I have a situation very similar to How to level a section of raised concrete floor?. Except, in my case the obvious solution of grinding the high point is not possible.
In my hallway I have a raised area my wife asked me to investigate. I have removed flooring to uncover what looks like a retrofit of copper water pipes into the concrete slab, crossing the hallway. The pipes are set very shallow and the area matches cracks in the slab, representing a raised area (which, for illustration, we scale up and down when walking the length of the hall).
I have included a drawing which exaggerates the slope for the purpose of illustration. The slope from the high point is about 3mm in height at a meter's distance. The hallway overall has a remaining slope of about 1mm per meter, but it is consistent and not noticeable.

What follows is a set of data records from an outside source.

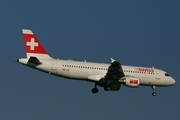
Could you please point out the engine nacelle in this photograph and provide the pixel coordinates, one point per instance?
(130, 81)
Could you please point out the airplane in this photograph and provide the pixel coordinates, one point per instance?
(109, 76)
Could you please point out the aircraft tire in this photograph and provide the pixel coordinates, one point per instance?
(94, 90)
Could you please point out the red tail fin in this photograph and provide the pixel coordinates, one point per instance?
(33, 46)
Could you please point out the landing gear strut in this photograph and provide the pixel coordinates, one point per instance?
(153, 90)
(95, 89)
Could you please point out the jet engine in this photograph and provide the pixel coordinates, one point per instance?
(130, 81)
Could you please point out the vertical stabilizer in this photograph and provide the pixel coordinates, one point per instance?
(33, 46)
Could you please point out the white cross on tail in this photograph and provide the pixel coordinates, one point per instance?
(32, 44)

My first thought was "self leveling" until I measured how much elevation would be added to the various transition thresholds, and it would be adding up to 3cm of material to get the whole hall exactly level with the high point. What I am thinking now, is to add material with the goal of making the transition more gentle, so that the change is less psychologically noticeable. But I don't know what this technique would be called. I have indicated my idea in green. Whereas the self-leveling result in pink.
The flooring to be replaced is laminate flooring, running left-to-right in the diagram. The laminate flooring didn't have any trouble covering the bend; it is our feet that disagree with the wobbles.